Intrinsic dynamics of the electric-field-induced phase switching in antiferroelectric PbZrO3 ultrathin films

Antiferroelectric ultrathin ${\mathrm{PbZrO}}_{3}$ films can exhibit both ferroelectric and antiferroelectric behavior depending on the thickness. We use first-principles-based nanoscopic simulations to investigate the intrinsic high-frequency dynamics of the electric-field-induced phase switching in such films which so far remains unknown.

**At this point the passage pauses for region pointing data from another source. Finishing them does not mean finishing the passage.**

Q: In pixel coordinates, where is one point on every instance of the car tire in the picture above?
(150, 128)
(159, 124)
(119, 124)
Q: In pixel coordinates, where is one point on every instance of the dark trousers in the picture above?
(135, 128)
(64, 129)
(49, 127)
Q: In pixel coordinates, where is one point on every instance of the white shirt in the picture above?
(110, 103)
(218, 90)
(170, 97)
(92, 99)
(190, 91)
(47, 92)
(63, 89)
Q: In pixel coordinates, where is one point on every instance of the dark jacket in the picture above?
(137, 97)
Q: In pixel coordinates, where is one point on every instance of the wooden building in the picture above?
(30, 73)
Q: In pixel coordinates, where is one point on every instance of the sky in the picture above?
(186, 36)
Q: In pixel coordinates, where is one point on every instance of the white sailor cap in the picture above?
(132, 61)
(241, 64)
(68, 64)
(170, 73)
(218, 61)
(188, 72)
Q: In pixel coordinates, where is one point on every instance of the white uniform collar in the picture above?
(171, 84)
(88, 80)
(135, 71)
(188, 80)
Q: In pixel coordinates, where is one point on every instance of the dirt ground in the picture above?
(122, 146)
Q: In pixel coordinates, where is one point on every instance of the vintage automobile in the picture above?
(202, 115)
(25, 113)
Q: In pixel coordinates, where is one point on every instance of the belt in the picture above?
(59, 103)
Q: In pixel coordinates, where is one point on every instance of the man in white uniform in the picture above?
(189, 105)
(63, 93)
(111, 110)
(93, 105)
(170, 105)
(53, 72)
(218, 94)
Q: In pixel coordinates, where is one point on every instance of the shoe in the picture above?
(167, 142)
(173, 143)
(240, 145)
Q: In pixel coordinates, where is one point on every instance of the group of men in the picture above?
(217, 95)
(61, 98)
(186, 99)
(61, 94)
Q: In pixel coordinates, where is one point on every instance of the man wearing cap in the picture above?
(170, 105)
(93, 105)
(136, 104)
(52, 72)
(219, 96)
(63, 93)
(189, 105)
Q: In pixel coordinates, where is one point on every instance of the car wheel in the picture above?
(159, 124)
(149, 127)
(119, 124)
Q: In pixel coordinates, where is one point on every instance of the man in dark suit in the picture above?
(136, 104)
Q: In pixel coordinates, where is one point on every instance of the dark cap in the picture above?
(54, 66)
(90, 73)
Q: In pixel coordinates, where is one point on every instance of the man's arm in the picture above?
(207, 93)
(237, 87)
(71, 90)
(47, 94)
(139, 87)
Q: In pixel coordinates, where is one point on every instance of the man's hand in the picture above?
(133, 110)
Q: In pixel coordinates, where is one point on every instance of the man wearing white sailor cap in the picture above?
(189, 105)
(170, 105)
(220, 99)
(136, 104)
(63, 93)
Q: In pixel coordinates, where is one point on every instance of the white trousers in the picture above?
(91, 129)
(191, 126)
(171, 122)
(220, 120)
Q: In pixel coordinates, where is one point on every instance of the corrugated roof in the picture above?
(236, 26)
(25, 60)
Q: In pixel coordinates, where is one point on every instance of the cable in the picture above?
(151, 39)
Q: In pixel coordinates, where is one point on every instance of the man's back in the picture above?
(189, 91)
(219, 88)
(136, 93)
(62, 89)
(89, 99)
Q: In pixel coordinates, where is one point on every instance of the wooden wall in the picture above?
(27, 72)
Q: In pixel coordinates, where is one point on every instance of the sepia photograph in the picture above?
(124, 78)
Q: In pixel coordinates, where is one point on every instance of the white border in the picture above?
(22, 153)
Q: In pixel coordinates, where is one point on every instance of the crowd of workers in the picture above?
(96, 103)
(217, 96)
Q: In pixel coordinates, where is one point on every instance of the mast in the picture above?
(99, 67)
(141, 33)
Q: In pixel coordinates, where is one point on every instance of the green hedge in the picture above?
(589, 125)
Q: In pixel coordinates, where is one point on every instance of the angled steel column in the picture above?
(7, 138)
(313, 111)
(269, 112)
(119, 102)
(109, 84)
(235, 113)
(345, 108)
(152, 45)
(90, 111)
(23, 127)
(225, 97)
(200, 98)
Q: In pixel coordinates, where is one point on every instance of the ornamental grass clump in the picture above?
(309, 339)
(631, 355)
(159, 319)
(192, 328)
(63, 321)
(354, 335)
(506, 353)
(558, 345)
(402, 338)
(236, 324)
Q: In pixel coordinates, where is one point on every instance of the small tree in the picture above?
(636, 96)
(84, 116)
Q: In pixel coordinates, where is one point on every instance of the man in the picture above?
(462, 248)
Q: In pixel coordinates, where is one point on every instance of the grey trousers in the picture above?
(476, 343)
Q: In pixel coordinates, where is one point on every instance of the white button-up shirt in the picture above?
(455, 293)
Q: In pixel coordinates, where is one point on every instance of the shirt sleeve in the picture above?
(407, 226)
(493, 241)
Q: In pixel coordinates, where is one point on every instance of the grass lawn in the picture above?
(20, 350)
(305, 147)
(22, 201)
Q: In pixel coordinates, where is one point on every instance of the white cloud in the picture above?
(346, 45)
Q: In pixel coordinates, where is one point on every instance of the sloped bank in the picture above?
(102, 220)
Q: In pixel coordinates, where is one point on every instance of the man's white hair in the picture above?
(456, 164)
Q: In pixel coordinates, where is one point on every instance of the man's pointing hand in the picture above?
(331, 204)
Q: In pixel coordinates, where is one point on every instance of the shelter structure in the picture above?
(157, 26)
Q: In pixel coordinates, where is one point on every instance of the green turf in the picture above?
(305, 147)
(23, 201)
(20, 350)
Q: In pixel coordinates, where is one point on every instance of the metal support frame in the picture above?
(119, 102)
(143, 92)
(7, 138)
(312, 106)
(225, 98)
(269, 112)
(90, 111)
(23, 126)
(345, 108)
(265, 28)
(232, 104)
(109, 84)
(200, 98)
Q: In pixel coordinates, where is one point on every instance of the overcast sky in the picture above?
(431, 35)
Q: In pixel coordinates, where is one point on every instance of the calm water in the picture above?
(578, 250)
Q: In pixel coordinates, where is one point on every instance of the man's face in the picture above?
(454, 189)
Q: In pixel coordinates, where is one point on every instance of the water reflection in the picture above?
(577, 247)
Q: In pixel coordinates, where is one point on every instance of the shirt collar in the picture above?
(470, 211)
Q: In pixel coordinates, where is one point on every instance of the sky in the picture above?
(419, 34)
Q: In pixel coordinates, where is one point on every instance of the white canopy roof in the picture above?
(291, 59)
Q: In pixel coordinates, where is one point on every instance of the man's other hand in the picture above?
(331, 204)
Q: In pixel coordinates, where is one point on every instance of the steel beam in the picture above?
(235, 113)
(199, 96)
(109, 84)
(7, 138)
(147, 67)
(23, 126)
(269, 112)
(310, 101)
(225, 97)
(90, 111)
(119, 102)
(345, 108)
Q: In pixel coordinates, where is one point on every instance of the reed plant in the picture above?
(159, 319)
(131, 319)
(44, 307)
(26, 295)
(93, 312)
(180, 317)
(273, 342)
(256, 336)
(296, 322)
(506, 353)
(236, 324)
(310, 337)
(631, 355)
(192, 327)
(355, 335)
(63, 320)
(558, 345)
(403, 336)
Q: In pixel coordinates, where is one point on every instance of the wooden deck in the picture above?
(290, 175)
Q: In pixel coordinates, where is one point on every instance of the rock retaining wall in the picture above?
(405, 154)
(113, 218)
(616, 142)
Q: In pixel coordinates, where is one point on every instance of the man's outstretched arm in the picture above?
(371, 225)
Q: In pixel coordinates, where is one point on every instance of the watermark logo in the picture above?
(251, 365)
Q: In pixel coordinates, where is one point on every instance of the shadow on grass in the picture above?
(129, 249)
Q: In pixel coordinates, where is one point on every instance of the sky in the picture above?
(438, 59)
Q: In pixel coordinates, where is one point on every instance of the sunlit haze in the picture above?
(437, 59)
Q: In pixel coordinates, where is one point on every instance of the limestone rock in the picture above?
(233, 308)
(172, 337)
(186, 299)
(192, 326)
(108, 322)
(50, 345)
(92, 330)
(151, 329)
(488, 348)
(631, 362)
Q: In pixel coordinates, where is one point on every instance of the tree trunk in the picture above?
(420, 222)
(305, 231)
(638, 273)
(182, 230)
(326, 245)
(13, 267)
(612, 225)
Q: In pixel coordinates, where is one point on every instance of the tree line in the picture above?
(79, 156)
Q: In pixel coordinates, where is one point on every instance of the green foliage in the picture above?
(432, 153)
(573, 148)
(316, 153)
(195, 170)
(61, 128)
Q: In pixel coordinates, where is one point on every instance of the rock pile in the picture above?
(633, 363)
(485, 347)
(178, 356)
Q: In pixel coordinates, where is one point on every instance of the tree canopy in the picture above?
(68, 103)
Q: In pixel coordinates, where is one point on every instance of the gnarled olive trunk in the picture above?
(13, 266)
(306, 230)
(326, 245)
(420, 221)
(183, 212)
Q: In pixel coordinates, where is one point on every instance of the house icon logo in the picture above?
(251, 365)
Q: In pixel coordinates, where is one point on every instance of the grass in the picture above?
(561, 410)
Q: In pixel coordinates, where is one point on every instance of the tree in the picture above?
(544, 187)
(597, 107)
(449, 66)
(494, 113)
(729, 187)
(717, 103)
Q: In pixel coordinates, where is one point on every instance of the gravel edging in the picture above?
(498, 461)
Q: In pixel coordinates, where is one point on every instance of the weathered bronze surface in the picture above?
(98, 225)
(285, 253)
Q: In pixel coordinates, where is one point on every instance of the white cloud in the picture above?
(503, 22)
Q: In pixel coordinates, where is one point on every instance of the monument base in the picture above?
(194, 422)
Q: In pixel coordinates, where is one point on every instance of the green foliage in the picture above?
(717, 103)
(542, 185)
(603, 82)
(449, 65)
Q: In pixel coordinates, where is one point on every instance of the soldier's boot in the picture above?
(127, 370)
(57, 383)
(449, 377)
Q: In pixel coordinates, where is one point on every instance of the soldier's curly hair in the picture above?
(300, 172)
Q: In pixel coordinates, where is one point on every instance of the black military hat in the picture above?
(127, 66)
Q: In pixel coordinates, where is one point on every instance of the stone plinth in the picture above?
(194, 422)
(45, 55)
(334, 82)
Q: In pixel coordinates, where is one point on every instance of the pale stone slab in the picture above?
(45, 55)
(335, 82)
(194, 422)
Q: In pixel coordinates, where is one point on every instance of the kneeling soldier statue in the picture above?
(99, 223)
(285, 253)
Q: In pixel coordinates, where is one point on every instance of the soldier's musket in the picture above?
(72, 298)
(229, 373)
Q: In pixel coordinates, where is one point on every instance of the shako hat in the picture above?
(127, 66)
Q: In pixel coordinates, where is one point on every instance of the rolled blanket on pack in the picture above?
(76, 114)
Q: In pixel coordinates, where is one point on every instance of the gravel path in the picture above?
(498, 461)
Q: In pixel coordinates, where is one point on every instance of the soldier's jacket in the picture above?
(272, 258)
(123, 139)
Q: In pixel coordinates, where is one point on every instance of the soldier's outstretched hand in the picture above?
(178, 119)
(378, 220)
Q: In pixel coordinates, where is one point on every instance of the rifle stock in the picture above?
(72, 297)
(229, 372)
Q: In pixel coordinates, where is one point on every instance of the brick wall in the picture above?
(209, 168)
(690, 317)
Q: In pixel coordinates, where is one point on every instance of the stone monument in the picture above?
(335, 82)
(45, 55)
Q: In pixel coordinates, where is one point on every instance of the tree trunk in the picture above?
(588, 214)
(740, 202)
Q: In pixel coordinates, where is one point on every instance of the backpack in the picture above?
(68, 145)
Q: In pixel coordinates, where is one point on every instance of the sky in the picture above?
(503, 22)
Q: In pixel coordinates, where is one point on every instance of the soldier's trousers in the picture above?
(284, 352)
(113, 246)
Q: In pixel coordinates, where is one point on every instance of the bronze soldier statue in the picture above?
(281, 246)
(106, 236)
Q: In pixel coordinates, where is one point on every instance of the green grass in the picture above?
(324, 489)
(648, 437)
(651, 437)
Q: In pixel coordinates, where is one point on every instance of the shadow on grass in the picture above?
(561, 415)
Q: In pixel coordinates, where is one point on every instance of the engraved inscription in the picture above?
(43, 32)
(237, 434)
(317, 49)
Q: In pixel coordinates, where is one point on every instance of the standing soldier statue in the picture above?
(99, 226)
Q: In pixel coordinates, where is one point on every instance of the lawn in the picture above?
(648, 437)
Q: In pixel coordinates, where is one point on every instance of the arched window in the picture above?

In this comprehensive study we report (i) the size and frequency evolution of the polarization response to the electric field; (ii) the intrinsic time for the phase switching; (iii) detailed comparison between the polarization reversal in the films with ferroelectric and antiferroelectric behavior; (iv) dynamics of the antiferroelectric and antiferrodistortive order parameters; (v) nanoscopic mechanism responsible for the phase switching. The nanoscopic insight leads to the prediction of the existence of two possible scenarios for the antipolar-polar phase switching depending on the mutual orientation of the antiferroelectric order parameter and the electric field. The two scenarios have different dynamical fingerprints. The polar-antipolar phase switching is found to be assisted by the formation of a nonpolar phase. Computational data indicate that the phase switching time is only fractions of nanoseconds for the polar-polar phase switching in ferroelectric films and polar-antipolar phase switching in antiferroelectric films. The antipolar-polar phase switching in antiferroelectric films is just a bit slower and takes the order of nanosecond. Under nonequilibrium conditions we find formation of antiferroelectric and antiferrodistortive nanodomains and coexistence of polar and antipolar order parameters.